By Ariel H. Brio and Timothy R. McTaggart
Financial institutions are attractive targets for cyber attacks due to their collection of private customer and economic information. In order to help the private sector respond more effectively to cyber attacks, President Obama signed the Cyber Information Sharing Act (CISA or the Act) into law at the end of 2015.
CISA provides for the creation of a threat and defense sharing mechanism between private and public entities for the purpose of cybersecurity. Through this mechanism, knowledge of security risks and countermeasures can be distributed to any individual or organization that voluntarily opts into the program. In addition to the sharing mechanism, CISA offers liability protection in order to incentivize private entities to participate. A private lawsuit against an entity sharing under CISA likely should be dismissed as long as the entity complies with CISA’s sharing requirements and procedures. Also, regulators, including the Federal Trade Commission, are prohibited from initiating any enforcement action for CISA sharing violations, but the CISA sharing protocol does not immunize entities from enforcement actions for any other non-CISA related alleged violation.While CISA can be a new tool for financial institutions to combat cyber threats, banks must still comply with existing privacy requirements mandated by governing state and federal statutes.

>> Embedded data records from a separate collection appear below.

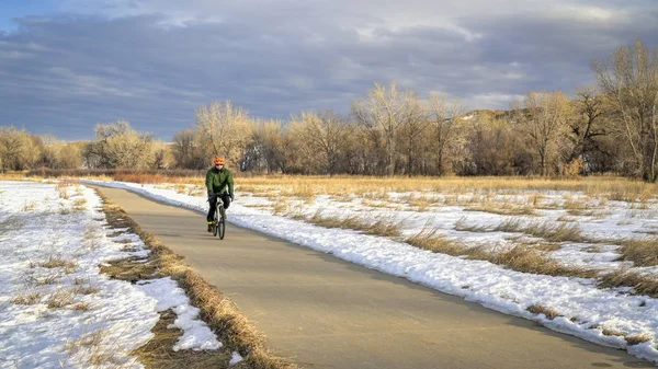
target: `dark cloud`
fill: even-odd
[[[259,117],[347,113],[373,82],[389,80],[470,108],[506,108],[530,90],[593,81],[591,59],[616,46],[658,42],[656,9],[646,7],[433,18],[442,13],[422,16],[418,0],[409,13],[395,1],[370,13],[364,2],[339,11],[326,1],[213,3],[197,4],[207,16],[175,2],[157,13],[148,2],[107,1],[103,9],[118,13],[19,20],[18,32],[0,34],[0,124],[77,139],[125,118],[169,140],[211,101]]]

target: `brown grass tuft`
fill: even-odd
[[[500,208],[500,207],[494,206],[494,205],[483,205],[483,206],[468,207],[468,208],[464,209],[464,211],[484,211],[484,212],[497,214],[500,216],[534,216],[535,215],[534,209],[529,206]]]
[[[525,310],[530,311],[533,314],[544,314],[548,320],[554,320],[557,316],[561,316],[557,311],[541,305],[538,303],[533,303],[530,307],[525,308]]]
[[[3,220],[0,220],[0,235],[4,234],[9,231],[18,230],[23,227],[25,222],[21,217],[18,216],[9,216]]]
[[[42,292],[23,292],[13,299],[11,299],[11,303],[15,304],[35,304],[37,303],[43,293]]]
[[[636,266],[658,265],[658,240],[624,240],[620,253],[620,260],[633,262]]]
[[[71,309],[75,311],[88,311],[91,309],[91,307],[87,302],[78,302]]]
[[[626,268],[620,268],[601,277],[600,287],[632,287],[637,295],[658,297],[658,279]]]
[[[488,232],[489,228],[480,224],[468,224],[466,218],[462,217],[455,222],[455,230],[462,232]]]
[[[64,258],[60,258],[58,256],[48,256],[48,260],[39,263],[38,266],[44,267],[44,268],[60,268],[60,267],[66,267],[67,269],[72,269],[75,267],[78,266],[78,263],[73,262],[73,261],[67,261]]]
[[[405,242],[433,253],[447,254],[453,256],[464,255],[467,247],[455,240],[445,238],[438,229],[424,228],[417,234],[408,238]]]
[[[48,309],[64,308],[73,303],[75,297],[75,290],[58,289],[48,297],[46,303],[48,304]]]

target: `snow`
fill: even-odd
[[[222,346],[171,279],[133,285],[100,274],[100,264],[149,252],[136,234],[110,238],[116,230],[101,205],[84,186],[0,181],[0,367],[141,368],[129,353],[170,308],[184,331],[177,349]],[[126,244],[116,241],[126,239],[136,251],[122,251]],[[46,267],[49,260],[69,265]],[[34,303],[14,303],[29,295]],[[48,307],[57,301],[68,303]]]
[[[240,354],[234,351],[232,355],[231,355],[231,357],[230,357],[230,361],[228,361],[228,366],[232,367],[234,365],[236,365],[236,364],[238,364],[238,362],[240,362],[242,360],[243,360],[242,356],[240,356]]]
[[[93,184],[126,188],[150,198],[180,207],[206,211],[205,196],[179,194],[167,186],[140,185],[121,182],[88,181]],[[504,269],[485,261],[464,260],[444,254],[431,253],[411,246],[399,239],[367,235],[352,230],[327,229],[288,217],[275,216],[272,200],[238,193],[237,201],[229,209],[228,221],[237,226],[268,233],[294,243],[332,254],[336,257],[353,262],[436,290],[463,297],[489,309],[525,318],[567,334],[601,345],[626,349],[632,355],[658,362],[658,300],[646,296],[629,295],[628,289],[598,288],[594,279],[551,277]],[[426,211],[418,211],[405,204],[410,197],[427,196],[434,201]],[[478,194],[473,194],[478,196]],[[517,192],[497,195],[492,201],[507,207],[527,199],[532,194]],[[522,237],[524,241],[538,241],[522,233],[508,232],[467,232],[455,230],[458,221],[477,223],[494,228],[509,219],[519,219],[522,223],[549,221],[559,223],[558,218],[566,211],[554,206],[564,206],[574,201],[589,200],[583,194],[543,192],[535,216],[501,216],[486,211],[464,211],[468,208],[468,196],[450,197],[445,194],[396,194],[389,193],[387,205],[393,208],[373,207],[352,196],[349,201],[334,200],[329,195],[318,195],[311,201],[293,200],[291,208],[297,214],[313,215],[318,210],[324,216],[347,218],[359,216],[362,219],[389,219],[402,221],[402,233],[415,234],[424,227],[440,229],[449,238],[458,239],[474,245],[508,247],[514,244],[511,237]],[[441,203],[443,201],[443,203]],[[593,200],[592,200],[593,201]],[[440,205],[436,205],[440,203]],[[589,204],[589,203],[588,203]],[[577,219],[583,233],[595,240],[639,238],[658,228],[656,204],[646,209],[632,208],[624,201],[608,201],[595,205],[603,210],[597,215],[569,215]],[[638,233],[642,232],[642,233]],[[615,262],[619,254],[614,244],[563,243],[552,257],[560,263],[586,265],[600,268],[602,273],[616,269],[628,263]],[[639,268],[633,268],[639,269]],[[656,268],[645,268],[646,273],[656,273]],[[556,310],[560,315],[549,320],[543,314],[530,313],[532,304]],[[648,342],[628,346],[624,337],[609,336],[603,328],[623,332],[627,335],[647,335]]]

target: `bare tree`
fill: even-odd
[[[25,129],[13,126],[0,126],[0,168],[7,170],[23,170],[31,168],[38,159],[39,151],[31,135]]]
[[[436,174],[445,174],[445,152],[454,136],[454,126],[466,108],[457,100],[446,95],[430,94],[428,111],[432,125],[432,148],[435,154]]]
[[[375,89],[366,97],[352,103],[356,120],[373,134],[378,132],[383,137],[388,175],[395,174],[396,135],[408,118],[416,100],[413,92],[398,91],[396,83],[390,82],[388,88],[375,83]]]
[[[177,168],[204,169],[208,165],[208,158],[204,155],[198,137],[198,131],[194,128],[179,130],[173,135],[171,153]]]
[[[196,126],[208,154],[226,155],[234,163],[241,161],[251,137],[251,120],[246,109],[229,101],[213,102],[196,109]]]
[[[574,116],[568,119],[571,149],[567,162],[578,158],[587,161],[589,153],[602,150],[597,138],[609,134],[602,119],[605,114],[603,103],[603,96],[595,87],[576,90]]]
[[[541,175],[548,175],[548,161],[556,154],[558,139],[564,137],[569,115],[569,97],[560,91],[530,92],[524,100],[520,129],[540,160]]]
[[[87,148],[91,168],[148,169],[154,165],[154,138],[138,132],[127,120],[99,124],[95,140]]]
[[[619,125],[644,181],[657,178],[658,157],[658,50],[642,42],[620,47],[608,59],[594,61],[603,93],[619,113]]]
[[[348,125],[345,119],[333,112],[302,113],[298,122],[299,138],[309,147],[309,154],[321,155],[322,171],[330,176],[338,170],[338,160],[345,145]]]
[[[400,153],[405,157],[406,162],[405,172],[408,176],[411,176],[416,162],[422,154],[421,137],[427,131],[429,122],[427,111],[420,104],[418,96],[411,96],[408,103],[398,136],[400,138]]]
[[[82,166],[82,154],[78,145],[69,142],[57,153],[57,162],[61,169],[78,169]]]

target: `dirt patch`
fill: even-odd
[[[201,310],[200,316],[217,334],[224,344],[220,350],[174,353],[173,344],[180,331],[167,328],[171,312],[161,314],[160,322],[154,327],[156,335],[146,345],[135,350],[140,362],[147,368],[227,368],[232,351],[238,351],[245,360],[231,368],[253,369],[294,369],[297,365],[274,356],[264,346],[264,335],[258,332],[235,303],[226,298],[215,286],[209,285],[198,274],[182,263],[182,257],[164,246],[155,235],[145,232],[123,209],[112,203],[101,191],[103,211],[109,224],[121,234],[127,229],[141,238],[151,251],[148,257],[127,257],[101,265],[101,270],[113,278],[136,282],[170,276],[178,281],[190,298],[190,303]],[[116,237],[115,235],[115,237]],[[164,322],[163,322],[164,321]],[[177,332],[178,331],[178,332]]]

Financial institutions are subject to specific privacy regulations under the Financial Services Modernization Act of 1999 (known as the Gramm-Leach Bliley Act or GLBA). Under GLBA, banks, which must develop privacy programs, have an obligation to safeguard customer data. In order for a financial institution to comply with GLBA while also taking part in CISA, a bank must develop a careful and transparent privacy program with the personnel, technical means, and oversight to maintain it. With some additional work, financial institutions can modify existing privacy and safeguard programs to comport with CISA while taking advantage of the additional information the sharing mechanism provides.
CISA requires private entities to remove information that is neither a cyber threat indicator (information directly related and necessary to identify or describe a cybersecurity threat) nor a defensive measure (information that can be used to detect and counter a cybersecurity threat) prior to sharing. The CISA sharing procedures anticipate that shared information will exclude personal data, but the burden on scrubbing personal information is on the sharing party. Therefore, the bank will need to remove any personal information prior to sharing. Notably, procedures promulgated under CISA define protected information more broadly than GLBA’s narrow personally identifiable financial information, encompassing any data that is considered private by other privacy standards. This broader definition would require a more expansive removal program than a privacy program necessary under GLBA, especially for shared non-customer information.
Since most parties will use technical means to scrub personal information, privacy managers must develop specific instructions for the types of data that must be removed. Qualified personnel, who can catch errors in the removal system, must oversee the technical means. Since GLBA requires banks to furnish customers with privacy notices, it is crucial that the removal of personal information, prior to sharing under CISA, is precise. A breach of the privacy notice, even in preparation for CISA, could trigger an enforcement action for deceptive practices under GLBA.
GLBA requires financial institutions to allow customers to opt-out from sharing personal identifying information. Further, GLBA requires notice and opt-out opportunity to customers when the bank shares data with an unrelated third party. If a financial institution chooses to share information as part of CISA, it will need to include such possible shared information in its notice to customers and provide them with an opportunity to opt-out. Because these mechanisms put participation control in the hands of customers, it may very well be that banks will have less personal information to remove prior to sharing under CISA. This also means that while CISA can be part of a bank’s data protection program, it is not, on its own, a sufficient capability per the GLBA safeguard requirement. Financial institutions will need to continue to maintain a capability to identify and assess risks to customer information outside of those shared under the CISA program.